We rejoice in the Lord not only when we are happy. We will also be scared or sad or angry or anxious sometimes. Rejoice in the Lord. When we are happy or secure or hopeful or exuberantly silly, rejoice in the Lord. Rejoice in the Lord at all times. Whatever we may be feeling, we try to orient ourselves to that child in the manger, and to the deep chords he calls forth within us. And those chords will not so much drown out whatever we are feeling; rather, they will bear it up, and heal it, and make it part of a whole, as a harmony does not overwhelm a tune, but transforms it and makes it whole.

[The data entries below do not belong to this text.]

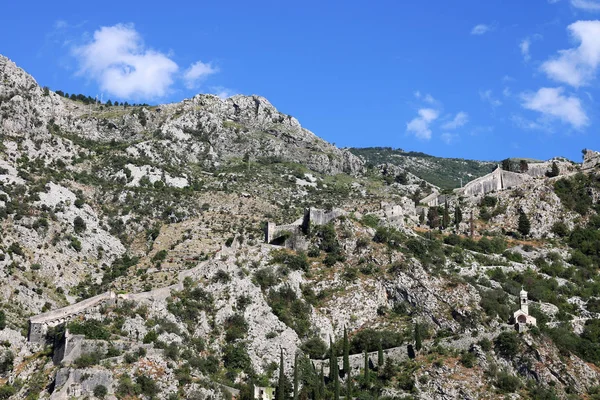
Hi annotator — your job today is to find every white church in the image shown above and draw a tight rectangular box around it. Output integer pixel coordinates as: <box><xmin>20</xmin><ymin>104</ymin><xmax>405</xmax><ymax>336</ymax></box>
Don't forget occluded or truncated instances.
<box><xmin>513</xmin><ymin>289</ymin><xmax>537</xmax><ymax>332</ymax></box>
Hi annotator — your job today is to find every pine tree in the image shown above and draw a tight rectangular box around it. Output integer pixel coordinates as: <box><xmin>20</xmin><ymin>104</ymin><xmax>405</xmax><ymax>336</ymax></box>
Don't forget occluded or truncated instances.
<box><xmin>517</xmin><ymin>210</ymin><xmax>531</xmax><ymax>236</ymax></box>
<box><xmin>333</xmin><ymin>357</ymin><xmax>340</xmax><ymax>400</ymax></box>
<box><xmin>552</xmin><ymin>162</ymin><xmax>560</xmax><ymax>176</ymax></box>
<box><xmin>442</xmin><ymin>200</ymin><xmax>450</xmax><ymax>229</ymax></box>
<box><xmin>427</xmin><ymin>207</ymin><xmax>440</xmax><ymax>229</ymax></box>
<box><xmin>294</xmin><ymin>353</ymin><xmax>299</xmax><ymax>400</ymax></box>
<box><xmin>346</xmin><ymin>369</ymin><xmax>352</xmax><ymax>399</ymax></box>
<box><xmin>415</xmin><ymin>323</ymin><xmax>422</xmax><ymax>351</ymax></box>
<box><xmin>329</xmin><ymin>337</ymin><xmax>336</xmax><ymax>382</ymax></box>
<box><xmin>343</xmin><ymin>327</ymin><xmax>350</xmax><ymax>373</ymax></box>
<box><xmin>277</xmin><ymin>349</ymin><xmax>285</xmax><ymax>400</ymax></box>
<box><xmin>364</xmin><ymin>349</ymin><xmax>369</xmax><ymax>385</ymax></box>
<box><xmin>454</xmin><ymin>204</ymin><xmax>462</xmax><ymax>229</ymax></box>
<box><xmin>314</xmin><ymin>363</ymin><xmax>325</xmax><ymax>400</ymax></box>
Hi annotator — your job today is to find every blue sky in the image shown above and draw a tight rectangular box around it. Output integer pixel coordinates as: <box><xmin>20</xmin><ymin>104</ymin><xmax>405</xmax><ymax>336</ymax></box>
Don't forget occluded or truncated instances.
<box><xmin>0</xmin><ymin>0</ymin><xmax>600</xmax><ymax>161</ymax></box>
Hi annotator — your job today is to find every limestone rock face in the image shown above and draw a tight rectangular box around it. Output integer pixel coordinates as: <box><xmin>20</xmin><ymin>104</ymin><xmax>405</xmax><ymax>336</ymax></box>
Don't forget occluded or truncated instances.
<box><xmin>581</xmin><ymin>150</ymin><xmax>600</xmax><ymax>170</ymax></box>
<box><xmin>0</xmin><ymin>56</ymin><xmax>364</xmax><ymax>174</ymax></box>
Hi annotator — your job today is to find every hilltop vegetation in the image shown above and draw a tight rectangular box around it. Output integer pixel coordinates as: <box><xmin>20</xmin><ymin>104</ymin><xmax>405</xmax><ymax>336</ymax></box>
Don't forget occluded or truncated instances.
<box><xmin>350</xmin><ymin>147</ymin><xmax>498</xmax><ymax>189</ymax></box>
<box><xmin>0</xmin><ymin>57</ymin><xmax>600</xmax><ymax>400</ymax></box>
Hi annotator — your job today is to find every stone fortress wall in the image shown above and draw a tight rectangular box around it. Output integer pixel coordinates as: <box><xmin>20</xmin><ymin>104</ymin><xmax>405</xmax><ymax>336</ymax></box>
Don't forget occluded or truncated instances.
<box><xmin>27</xmin><ymin>291</ymin><xmax>117</xmax><ymax>343</ymax></box>
<box><xmin>455</xmin><ymin>167</ymin><xmax>528</xmax><ymax>196</ymax></box>
<box><xmin>265</xmin><ymin>207</ymin><xmax>346</xmax><ymax>244</ymax></box>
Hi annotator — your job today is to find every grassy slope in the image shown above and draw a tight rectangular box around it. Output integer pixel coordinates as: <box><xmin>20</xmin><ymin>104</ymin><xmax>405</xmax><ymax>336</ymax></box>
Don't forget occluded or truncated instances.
<box><xmin>350</xmin><ymin>147</ymin><xmax>497</xmax><ymax>189</ymax></box>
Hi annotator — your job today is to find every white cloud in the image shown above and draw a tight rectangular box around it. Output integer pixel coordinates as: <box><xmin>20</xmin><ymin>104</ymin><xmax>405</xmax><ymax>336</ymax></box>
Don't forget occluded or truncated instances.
<box><xmin>75</xmin><ymin>24</ymin><xmax>178</xmax><ymax>98</ymax></box>
<box><xmin>571</xmin><ymin>0</ymin><xmax>600</xmax><ymax>11</ymax></box>
<box><xmin>73</xmin><ymin>24</ymin><xmax>217</xmax><ymax>99</ymax></box>
<box><xmin>510</xmin><ymin>114</ymin><xmax>551</xmax><ymax>131</ymax></box>
<box><xmin>479</xmin><ymin>90</ymin><xmax>502</xmax><ymax>108</ymax></box>
<box><xmin>519</xmin><ymin>38</ymin><xmax>531</xmax><ymax>61</ymax></box>
<box><xmin>183</xmin><ymin>61</ymin><xmax>219</xmax><ymax>89</ymax></box>
<box><xmin>541</xmin><ymin>21</ymin><xmax>600</xmax><ymax>87</ymax></box>
<box><xmin>54</xmin><ymin>19</ymin><xmax>69</xmax><ymax>29</ymax></box>
<box><xmin>471</xmin><ymin>24</ymin><xmax>492</xmax><ymax>35</ymax></box>
<box><xmin>423</xmin><ymin>94</ymin><xmax>437</xmax><ymax>104</ymax></box>
<box><xmin>440</xmin><ymin>132</ymin><xmax>458</xmax><ymax>144</ymax></box>
<box><xmin>210</xmin><ymin>86</ymin><xmax>237</xmax><ymax>100</ymax></box>
<box><xmin>406</xmin><ymin>108</ymin><xmax>439</xmax><ymax>140</ymax></box>
<box><xmin>442</xmin><ymin>111</ymin><xmax>469</xmax><ymax>130</ymax></box>
<box><xmin>521</xmin><ymin>87</ymin><xmax>589</xmax><ymax>128</ymax></box>
<box><xmin>414</xmin><ymin>90</ymin><xmax>438</xmax><ymax>104</ymax></box>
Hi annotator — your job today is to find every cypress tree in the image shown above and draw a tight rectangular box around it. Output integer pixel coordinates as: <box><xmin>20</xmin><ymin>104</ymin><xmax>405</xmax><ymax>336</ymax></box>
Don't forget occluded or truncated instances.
<box><xmin>319</xmin><ymin>363</ymin><xmax>325</xmax><ymax>400</ymax></box>
<box><xmin>415</xmin><ymin>322</ymin><xmax>422</xmax><ymax>351</ymax></box>
<box><xmin>329</xmin><ymin>337</ymin><xmax>337</xmax><ymax>382</ymax></box>
<box><xmin>277</xmin><ymin>349</ymin><xmax>285</xmax><ymax>400</ymax></box>
<box><xmin>346</xmin><ymin>362</ymin><xmax>352</xmax><ymax>399</ymax></box>
<box><xmin>454</xmin><ymin>204</ymin><xmax>462</xmax><ymax>229</ymax></box>
<box><xmin>294</xmin><ymin>353</ymin><xmax>298</xmax><ymax>400</ymax></box>
<box><xmin>343</xmin><ymin>327</ymin><xmax>350</xmax><ymax>373</ymax></box>
<box><xmin>442</xmin><ymin>200</ymin><xmax>450</xmax><ymax>229</ymax></box>
<box><xmin>517</xmin><ymin>210</ymin><xmax>531</xmax><ymax>236</ymax></box>
<box><xmin>333</xmin><ymin>356</ymin><xmax>340</xmax><ymax>400</ymax></box>
<box><xmin>427</xmin><ymin>207</ymin><xmax>440</xmax><ymax>229</ymax></box>
<box><xmin>364</xmin><ymin>349</ymin><xmax>369</xmax><ymax>385</ymax></box>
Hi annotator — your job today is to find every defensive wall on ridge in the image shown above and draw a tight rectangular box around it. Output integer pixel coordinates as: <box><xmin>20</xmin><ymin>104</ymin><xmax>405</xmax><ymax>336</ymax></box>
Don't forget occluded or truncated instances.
<box><xmin>27</xmin><ymin>291</ymin><xmax>117</xmax><ymax>343</ymax></box>
<box><xmin>265</xmin><ymin>208</ymin><xmax>346</xmax><ymax>244</ymax></box>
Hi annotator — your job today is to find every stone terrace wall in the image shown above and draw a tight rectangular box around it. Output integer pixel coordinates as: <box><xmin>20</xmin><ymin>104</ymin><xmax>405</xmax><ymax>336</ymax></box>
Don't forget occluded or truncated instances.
<box><xmin>456</xmin><ymin>168</ymin><xmax>533</xmax><ymax>196</ymax></box>
<box><xmin>28</xmin><ymin>292</ymin><xmax>117</xmax><ymax>343</ymax></box>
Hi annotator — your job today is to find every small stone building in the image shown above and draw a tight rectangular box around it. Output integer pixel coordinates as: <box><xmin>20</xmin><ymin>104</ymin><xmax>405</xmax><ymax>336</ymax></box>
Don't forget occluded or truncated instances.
<box><xmin>513</xmin><ymin>289</ymin><xmax>537</xmax><ymax>332</ymax></box>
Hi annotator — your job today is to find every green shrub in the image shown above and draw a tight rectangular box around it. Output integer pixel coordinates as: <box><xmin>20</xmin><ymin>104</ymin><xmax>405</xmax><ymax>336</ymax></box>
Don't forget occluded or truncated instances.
<box><xmin>494</xmin><ymin>332</ymin><xmax>520</xmax><ymax>359</ymax></box>
<box><xmin>94</xmin><ymin>385</ymin><xmax>108</xmax><ymax>399</ymax></box>
<box><xmin>0</xmin><ymin>384</ymin><xmax>17</xmax><ymax>399</ymax></box>
<box><xmin>300</xmin><ymin>336</ymin><xmax>328</xmax><ymax>359</ymax></box>
<box><xmin>152</xmin><ymin>250</ymin><xmax>168</xmax><ymax>263</ymax></box>
<box><xmin>68</xmin><ymin>319</ymin><xmax>110</xmax><ymax>340</ymax></box>
<box><xmin>223</xmin><ymin>342</ymin><xmax>251</xmax><ymax>372</ymax></box>
<box><xmin>360</xmin><ymin>214</ymin><xmax>379</xmax><ymax>229</ymax></box>
<box><xmin>267</xmin><ymin>286</ymin><xmax>311</xmax><ymax>337</ymax></box>
<box><xmin>73</xmin><ymin>216</ymin><xmax>87</xmax><ymax>234</ymax></box>
<box><xmin>496</xmin><ymin>372</ymin><xmax>521</xmax><ymax>393</ymax></box>
<box><xmin>223</xmin><ymin>314</ymin><xmax>248</xmax><ymax>342</ymax></box>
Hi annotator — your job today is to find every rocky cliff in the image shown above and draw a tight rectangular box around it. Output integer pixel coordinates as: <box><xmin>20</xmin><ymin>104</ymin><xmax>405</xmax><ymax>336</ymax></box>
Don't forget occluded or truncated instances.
<box><xmin>0</xmin><ymin>57</ymin><xmax>600</xmax><ymax>399</ymax></box>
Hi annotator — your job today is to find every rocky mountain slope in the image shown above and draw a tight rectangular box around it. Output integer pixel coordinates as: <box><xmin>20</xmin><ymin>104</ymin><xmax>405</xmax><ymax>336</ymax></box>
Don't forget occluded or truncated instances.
<box><xmin>0</xmin><ymin>57</ymin><xmax>600</xmax><ymax>399</ymax></box>
<box><xmin>349</xmin><ymin>147</ymin><xmax>498</xmax><ymax>189</ymax></box>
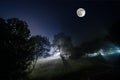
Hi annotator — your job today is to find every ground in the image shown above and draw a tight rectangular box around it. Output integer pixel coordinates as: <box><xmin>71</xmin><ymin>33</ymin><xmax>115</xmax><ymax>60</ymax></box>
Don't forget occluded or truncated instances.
<box><xmin>29</xmin><ymin>56</ymin><xmax>120</xmax><ymax>80</ymax></box>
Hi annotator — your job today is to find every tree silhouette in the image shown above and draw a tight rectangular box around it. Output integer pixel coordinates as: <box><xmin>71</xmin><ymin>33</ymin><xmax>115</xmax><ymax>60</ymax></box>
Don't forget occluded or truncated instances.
<box><xmin>0</xmin><ymin>18</ymin><xmax>49</xmax><ymax>80</ymax></box>
<box><xmin>30</xmin><ymin>35</ymin><xmax>50</xmax><ymax>70</ymax></box>
<box><xmin>53</xmin><ymin>33</ymin><xmax>73</xmax><ymax>65</ymax></box>
<box><xmin>109</xmin><ymin>21</ymin><xmax>120</xmax><ymax>46</ymax></box>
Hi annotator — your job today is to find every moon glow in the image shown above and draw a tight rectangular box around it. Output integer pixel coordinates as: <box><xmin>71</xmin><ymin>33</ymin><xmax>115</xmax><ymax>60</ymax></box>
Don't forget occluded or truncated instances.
<box><xmin>77</xmin><ymin>8</ymin><xmax>86</xmax><ymax>17</ymax></box>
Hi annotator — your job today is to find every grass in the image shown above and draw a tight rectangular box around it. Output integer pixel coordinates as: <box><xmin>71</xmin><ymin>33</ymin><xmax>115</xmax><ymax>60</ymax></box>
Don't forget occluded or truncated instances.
<box><xmin>29</xmin><ymin>56</ymin><xmax>119</xmax><ymax>80</ymax></box>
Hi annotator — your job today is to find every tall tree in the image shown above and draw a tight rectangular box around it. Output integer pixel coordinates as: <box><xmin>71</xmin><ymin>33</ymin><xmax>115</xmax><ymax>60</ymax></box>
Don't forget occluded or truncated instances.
<box><xmin>0</xmin><ymin>18</ymin><xmax>34</xmax><ymax>80</ymax></box>
<box><xmin>30</xmin><ymin>35</ymin><xmax>50</xmax><ymax>70</ymax></box>
<box><xmin>109</xmin><ymin>20</ymin><xmax>120</xmax><ymax>46</ymax></box>
<box><xmin>53</xmin><ymin>33</ymin><xmax>73</xmax><ymax>65</ymax></box>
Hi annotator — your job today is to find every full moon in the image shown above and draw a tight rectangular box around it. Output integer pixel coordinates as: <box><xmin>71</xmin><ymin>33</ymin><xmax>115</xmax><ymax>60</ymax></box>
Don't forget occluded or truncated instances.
<box><xmin>77</xmin><ymin>8</ymin><xmax>86</xmax><ymax>17</ymax></box>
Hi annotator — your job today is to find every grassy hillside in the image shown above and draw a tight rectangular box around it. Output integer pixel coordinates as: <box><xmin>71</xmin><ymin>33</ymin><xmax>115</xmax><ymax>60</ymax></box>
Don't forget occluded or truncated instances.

As long as we are in this life, we will continue to experience our ups and downs, happiness and sorrow and all the various shades in between. But we do so borne up by the deep joy of Christ’s love, which is there for us, whether we experience it at the moment or not, carrying our lives along till that redeemed life where that joy will be our all in all.
In the meantime,
May the God of peace himself sanctify you entirely; and may your spirit and soul and body be kept sound and blameless at the coming of our Lord Jesus Christ. The one who calls you is faithful, and he will do this. Amen.